Virtual ID: How digital identities work
published on 27.03.2020
It is now possible to prove your identity in the digital world. However, these identities must be particularly secure in order to prevent misuse and theft.
Identities on the net: Identification in virtual space
Identification in the real world:
A person’s identity is something that is both unique and unmistakable. It is defined on the basis of characteristic properties, i.e. so-called identity attributes. In the real world, these are physical features, such as a facial image, a fingerprint and personal data, such as name, address or date of birth. With a sovereign document, for example, an ID card, every physical person can prove their identity. Anyone wishing to open an account, for instance, or pass through a border control must prove their identity. Various security methods are used to protect these sovereign documents against forgery or manipulation. The holder’s passport photo on the document facilitates identification.
Identification in the virtual world
Even in the digital world, people have to prove their identity. A digital identity therefore includes the electronic data used to characterize a person with a physical identity. Attributes, such as user name and password, smart cards, tokens or biometric data are used. Anyone wishing to use online banking, for instance, or to log into forums, social networks or e-mail accounts must authenticate themselves using various method. Proof of the person's authenticity is provided by authentication at the platforms, forums or banks.
One example of this is the combination of username and password where the username refers to a person who uses a password to authenticate their identity. The system assigns the correct password to the person, thus authenticating them. This is proof of identity – also called electronic or digital identity. Both terms can be used synonymously.

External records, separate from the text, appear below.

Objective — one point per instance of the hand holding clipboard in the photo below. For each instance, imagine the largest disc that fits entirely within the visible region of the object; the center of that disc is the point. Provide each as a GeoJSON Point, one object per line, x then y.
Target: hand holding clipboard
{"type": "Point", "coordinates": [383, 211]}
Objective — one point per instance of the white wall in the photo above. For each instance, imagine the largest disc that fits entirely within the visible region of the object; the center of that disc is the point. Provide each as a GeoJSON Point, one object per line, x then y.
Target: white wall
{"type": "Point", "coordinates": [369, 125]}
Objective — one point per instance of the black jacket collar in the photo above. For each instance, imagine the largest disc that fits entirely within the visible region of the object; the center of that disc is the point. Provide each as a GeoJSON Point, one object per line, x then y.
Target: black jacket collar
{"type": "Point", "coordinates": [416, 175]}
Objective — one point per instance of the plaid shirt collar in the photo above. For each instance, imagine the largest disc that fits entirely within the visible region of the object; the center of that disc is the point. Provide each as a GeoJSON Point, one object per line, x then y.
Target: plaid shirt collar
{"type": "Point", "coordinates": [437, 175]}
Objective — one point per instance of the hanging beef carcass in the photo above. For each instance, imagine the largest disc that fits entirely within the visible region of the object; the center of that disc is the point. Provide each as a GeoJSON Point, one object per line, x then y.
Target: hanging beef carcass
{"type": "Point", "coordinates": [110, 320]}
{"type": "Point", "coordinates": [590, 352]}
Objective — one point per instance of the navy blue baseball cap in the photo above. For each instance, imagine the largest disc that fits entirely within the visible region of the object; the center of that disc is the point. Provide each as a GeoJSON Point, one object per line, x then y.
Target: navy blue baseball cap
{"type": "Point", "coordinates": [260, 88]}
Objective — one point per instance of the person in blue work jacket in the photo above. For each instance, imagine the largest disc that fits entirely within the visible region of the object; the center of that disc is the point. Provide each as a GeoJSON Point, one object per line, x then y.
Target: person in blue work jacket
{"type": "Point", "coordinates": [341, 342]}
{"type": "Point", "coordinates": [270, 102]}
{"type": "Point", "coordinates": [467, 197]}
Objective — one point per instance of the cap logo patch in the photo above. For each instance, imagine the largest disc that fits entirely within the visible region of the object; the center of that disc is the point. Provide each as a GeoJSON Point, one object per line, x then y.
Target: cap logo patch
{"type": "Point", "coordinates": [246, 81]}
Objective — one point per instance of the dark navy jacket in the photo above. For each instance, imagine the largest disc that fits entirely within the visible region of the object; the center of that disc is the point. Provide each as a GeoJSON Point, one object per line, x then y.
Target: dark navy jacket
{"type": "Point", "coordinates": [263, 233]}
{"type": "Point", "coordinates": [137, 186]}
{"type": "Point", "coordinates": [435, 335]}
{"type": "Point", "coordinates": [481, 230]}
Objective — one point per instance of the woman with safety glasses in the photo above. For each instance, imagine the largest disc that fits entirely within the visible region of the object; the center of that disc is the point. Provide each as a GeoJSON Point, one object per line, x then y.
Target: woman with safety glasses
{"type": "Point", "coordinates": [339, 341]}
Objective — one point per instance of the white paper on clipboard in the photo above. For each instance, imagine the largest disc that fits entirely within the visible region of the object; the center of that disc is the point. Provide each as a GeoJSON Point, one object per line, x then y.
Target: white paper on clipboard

Users should be able to maintain control over their digital identities, but the starting point is not always easy. The number of users and applications that require authentication has grown exponentially in recent years. This explains the trend towards the use of a few, but universally applicable digital identities, which today are classically provided by large technology groups, such as Google, Amazon, Facebook or Apple. The market for digital identities is thus being increasingly dominated by a few platforms. Their business model is based, among other things, on the commercialization of identities and the exploitation of user data. This is a critical development.
Secure digital identities protect private data
The majority of people today have a number of different digital identities that meet with various types of security requirements. This means that a physical person can move around the Internet with several digital identities. Once in possession of the right password or a valid PIN, for instance, to access online banking, criminals can access personal data, claim to be someone else in the digital world and act under that person’s name. Digital identities must therefore be secure in order to protect them against forgery, manipulation and theft.
Due to the large number of different identities, even on small platforms, the risk of data loss through cyberattacks is high. The lack of rigorous identity verification procedures increases the risk of identity fraud and cybercrime. Reliable and secure digital identities are therefore becoming the key technology for data sovereignty and are the foundation of the digital economy.
One secure way to identify yourself personally on site or digitally on the Internet is the German ID card. Holders can use the online ID function of this card and then send their data in encrypted form using special software. Individual attributes are also to be protected in future, for example, on a smartphone, and can be used as a so-called derived identity for mobile use. This will enable user authentication without an ID card.
By the way, for thousands of years, people have been developing methods to apply different, individual information to objects. Today, objects can also be given a digital identity. This allows them to be clearly assigned to different process steps and they can always be found, for instance, in logistics or in Industry 4.0.